La voz del presentador me atrapa como una trampa mortal.
"... y seguimos informando sobre la masacre que ha conmocionado la ciudad anoche. Al menos veinte personas han sido encontradas muertas, desangradas completamente en lo que las autoridades han descrito como un ataque salvaje e inhumano. Los testigos hablan de un monstruo que apareció de la nada, sembrando el caos..."
Mi corazón, si es que aún funciona, se detiene.
El sonido de esas palabras se clava en mí como estacas afiladas. Un monstruo. Desangradas completamente. Mi mente, aún enturbiada, lucha por comprender, pero es como si una verdad brutal comenzara a emerger del fondo de mi subconsciente. Siento cómo la sangre —la sangre que no es mía— pegada a mi piel, la viscosidad en mis manos, el olor metálico que no puedo ignorar.
Yo soy el monstruo.
No necesito ver más. Mi cuerpo, mi mente, mi alma entienden lo que la razón no quiere aceptar. No hace falta que me cuenten los detalles. La noche anterior, esa en la que todo se convierte en sombras, fui yo la que lo hizo. Fui yo la que desató el infierno sobre esas personas.
El noticiero sigue, pero las palabras del presentador se convierten en un eco distante. Mi mente se desvanece en el torbellino del horror que acaba de desatarse dentro de mí. Siento el estómago vacío, no de hambre, sino de puro asco. ¿Cómo? ¿Cómo he podido llegar a esto? Mis manos tiemblan, intentando borrar la sangre seca que se ha convertido en una segunda piel. Pero no puedo. No puedo deshacer lo que hice.
Corro al baño. Necesito quitarme esta maldita sangre. Pero incluso cuando el agua corre sobre mi piel, no puedo evitar sentirla aún allí, adherida a mí como un recordatorio de lo que soy. Un monstruo. Un maldito monstruo.
Cuando el agua fría toca mis quemaduras, sisea y humea, mi cuerpo se retuerce en respuesta al dolor.
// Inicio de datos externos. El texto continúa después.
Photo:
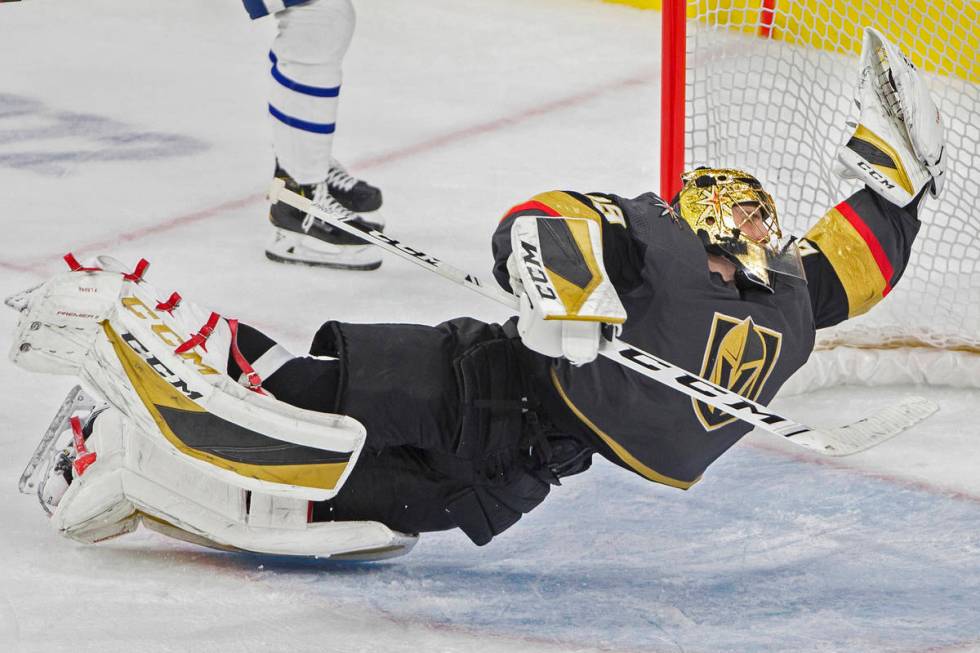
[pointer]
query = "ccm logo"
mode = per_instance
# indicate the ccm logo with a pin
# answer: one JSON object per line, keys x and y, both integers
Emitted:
{"x": 877, "y": 176}
{"x": 166, "y": 335}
Es como si todo estuviera mal, como si mi cuerpo se rebelara contra sí mismo. La imagen que veo en el espejo es peor que la peor pesadilla. Mi reflejo, pálido, cubierto de manchas rojizas, con los ojos enrojecidos, hambrientos, me devuelve la mirada.
Mis manos se aferran al borde del lavabo, intentando mantenerme en pie mientras la realidad me aplasta. ¿Qué soy realmente? Esto va más allá de lo que cualquier vampiro debería ser capaz de hacer. Esto es una masacre. Esto es caos.
Me desplomo en el suelo, el agua fría aún corriendo, pero ya no siento nada. Mi mente gira, atrapada en un ciclo de culpa y miedo. Sé lo que soy. Lo que siempre he sido. Pero esta vez, es diferente. Esta vez, me he convertido en la pesadilla que siempre temí. La que acecha en la oscuridad. La que arranca vidas sin piedad. La que no debería existir.
Lía... Mis pensamientos vuelven a ella en un destello de desesperación. ¿Dónde está? ¿Qué hubiera pensado de esto? Y entonces, una verdad aún más horrible me golpea: ¿Y si también la lastimé a ella?
La posibilidad de haber hecho daño a Lía me asfixia, me retuerce el alma, si es que aún me queda algo de eso. No lo recuerdo. No recuerdo nada. Y eso es lo más aterrador de todo.
Deslizo mis dedos por el suelo, temblando. Estoy perdiendo el control. Las paredes de la casa, antes un refugio, ahora me parecen una prisión asfixiante. Me siento atrapada en mi propia mente, en mi propio cuerpo. ¿Cómo llegué a esto?
Me arrastro, con la espalda apoyada en la fría cerámica del baño, el dolor de las quemaduras aún punzante, y permito que la oscuridad me envuelva de nuevo. No hay respuestas, no hay paz. Solo el vacío, el hambre insaciable, y el eco del rugido del monstruo que, al final, soy yo.